Timing analysis - Activity patterns and coordination detection

Integration with Data Processing:

# Before running reports, ensure profiles are computed:
python behavior_profiles.py compute
python operator_profiles.py compute

# Reports automatically use latest computed profiles

📋 Sample Output

Behavioral Anomaly Analysis

$ python report.py --behavior

🎯 SIGNAL STACKING ANALYSIS:
Top hashes by overlapping signals (higher score = more anomalous):

    1. score:3  e13b0a00d8601785...
       signals: burst_activity, observer_target, dead_swarm
       events:   49  lookups:   49  asns:  1  burst: 1.00

    2. score:3  c276203789fa9c0c...
       signals: burst_activity, observer_target, dead_swarm
       events:   42  lookups:   42  asns:  2  burst: 1.00

(Note: Values shown are from a real sample dataset and will vary by deployment)

Keyspace Heatmap Analysis

$ python report.py --heatmap

📊 ANALYSIS OVERVIEW:
   Total Hashes: 83,651
   Unique Prefixes: 17,761
   Hot Zones: 4,156
   Systematic Scanners: 0

🔥 KEYSPACE HEATMAP (4-digit hex prefixes):
   Intensity: █ Very High  ▓ High  ▒ Moderate  ░ Low  · Minimal

██████████      
      ·  █      
 ▒   ·          
 ·              
▒▒██    ░       
  ░             
▓ ▒·█  ·        
  █·            
▓   ·  ·██      
 ·

(Note: ASCII visualization represents real keyspace activity patterns)
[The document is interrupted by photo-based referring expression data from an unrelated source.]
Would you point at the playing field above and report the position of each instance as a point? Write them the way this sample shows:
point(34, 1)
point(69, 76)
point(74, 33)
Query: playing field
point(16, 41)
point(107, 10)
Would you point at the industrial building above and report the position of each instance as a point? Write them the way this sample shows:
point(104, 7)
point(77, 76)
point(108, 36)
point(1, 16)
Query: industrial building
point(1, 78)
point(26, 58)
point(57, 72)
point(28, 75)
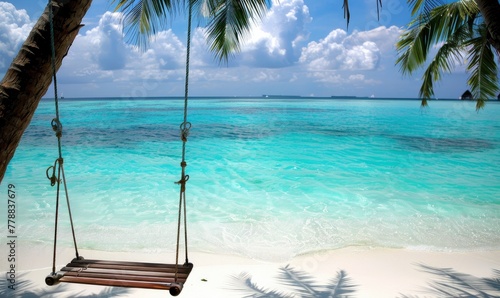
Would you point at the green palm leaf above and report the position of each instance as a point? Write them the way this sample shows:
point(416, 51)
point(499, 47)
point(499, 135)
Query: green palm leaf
point(229, 21)
point(144, 18)
point(444, 60)
point(483, 68)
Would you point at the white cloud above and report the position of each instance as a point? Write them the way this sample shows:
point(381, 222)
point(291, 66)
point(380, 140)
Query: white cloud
point(15, 26)
point(361, 50)
point(275, 42)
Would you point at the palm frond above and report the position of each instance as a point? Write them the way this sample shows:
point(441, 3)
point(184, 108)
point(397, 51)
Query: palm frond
point(229, 21)
point(423, 6)
point(341, 286)
point(456, 284)
point(483, 78)
point(444, 60)
point(299, 281)
point(243, 283)
point(494, 282)
point(144, 18)
point(439, 26)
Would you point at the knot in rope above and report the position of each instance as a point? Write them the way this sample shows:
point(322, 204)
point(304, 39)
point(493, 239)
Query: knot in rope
point(185, 127)
point(53, 179)
point(57, 127)
point(182, 182)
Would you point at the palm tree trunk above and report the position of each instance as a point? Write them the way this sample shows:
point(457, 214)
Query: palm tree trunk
point(490, 9)
point(30, 74)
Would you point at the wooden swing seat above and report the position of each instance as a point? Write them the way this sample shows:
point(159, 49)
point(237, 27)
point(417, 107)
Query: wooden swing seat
point(123, 274)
Campaign Tracking Analysis

$ python report.py --campaigns

📊 ANALYSIS OVERVIEW:
   Period: 0.3 days analyzed
   Total Observations: 83,651
   Unique Operators: 9,254

🎯 CAMPAIGN SUMMARY:
   Persistent Observers: 0
   Scheduled Monitoring: 103
   Distributed Campaigns: 100
   Total Campaigns: 203

🚀 Advanced Intelligence Features

Operator Clustering:

python report.py --clustering
# Detects distributed crawler networks and coordinated operator clusters
# Groups IPs by ASN, behavioral similarity, hash overlap, and timing correlation
# Identifies multi-operator campaigns and infrastructure sharing

Keyspace Heatmaps:

python report.py --heatmap
# Visualizes DHT keyspace activity patterns with ASCII heatmaps
# Shows systematic scanning vs normal random distribution
# Identifies hot zones, cold zones, and monitoring targets
# Detects directional sweep patterns and scanning strategies

Campaign Tracking:

python report.py --campaigns
# Tracks long-term behavior patterns across days and weeks
# Detects persistent observers and scheduled automated monitoring
# Identifies coordinated multi-day campaigns and infrastructure persistence
# Analyzes temporal patterns and automation scheduling

Architecture

dht_protocol.py      ← Multi-port DHT listening (13 ports × 16 node IDs = 208 total nodes)
      ↓
antenna_clean.py    ← Event processor & orchestrator (with bounded memory & connection pooling)
      ↓
┌─────────────────────────────────────────────────┐
│  Behavioral Detection Pipelines                           │
│  operators.py     ← Fleet behavior classification       │
│  sweeps.py        ← Real-time keyspace sweep detection  │
│  rendezvous.py    ← Scheduled timing patterns ("rendezvous")        │
│  behavior_profiles.py ← Behavioral fingerprinting       │
│  prefix_walkers.py ← Systematic crawler detection      │
│  prefix_entropy.py ← Hash prefix entropy analysis       │
│  operator_profiles.py ← Node behavior classification    │
│  operator_clustering.py ← Distributed crawler detection │
│  keyspace_heatmaps.py ← Keyspace visualization          │
│  campaign_tracker.py ← Long-term campaign analysis      │
└─────────────────────────────────────────────────┘
      ↓
bounded_collections.py ← Memory management with LRU eviction & TTL
db_pool.py          ← Database connection pooling & retry logic
system_metrics.py   ← System monitoring & performance metrics
async_db.py         ← Async database operations
      ↓
retention.py        ← Data management & rolling logs
      ↓
report.py           ← Simple CLI intelligence queries

🚀 Visibility Optimizations

Deterministic Keyspace Coverage:

208 node IDs across 13 ports with deterministic prefix distribution
Each port covers exclusive keyspace slices for maximum routing inclusion
Eliminates clustering gaps found in random ID systems

Strategic Port Selection:

High-trust BitTorrent ports: 6881, 6882, 6883 (adjacent to primary)
Client defaults: 6969, 6889, 51413, 51414, 16881, 26881
Common ephemerals: 49160, 49161 (uTorrent/qBittorrent)
Fallback: 45682, 7881 (alternative client ports)

Node ID Rotation:

12-hour rotation cycles with ±30 minute jitter
IDs shift within their prefix regions for fresh routing entries
Avoids long-term bucket eviction while maintaining prefix authority
Research-backed optimization for sustained visibility

All data stored in dht_antenna.db (SQLite).

Signal Stacking

Each infohash may exhibit multiple behavioral signals simultaneously. The system assigns a signal score based on overlapping classifications.

Example:

score:3
burst_activity + observer_target + dead_swarm

Higher scores indicate increasingly unusual behavioral patterns.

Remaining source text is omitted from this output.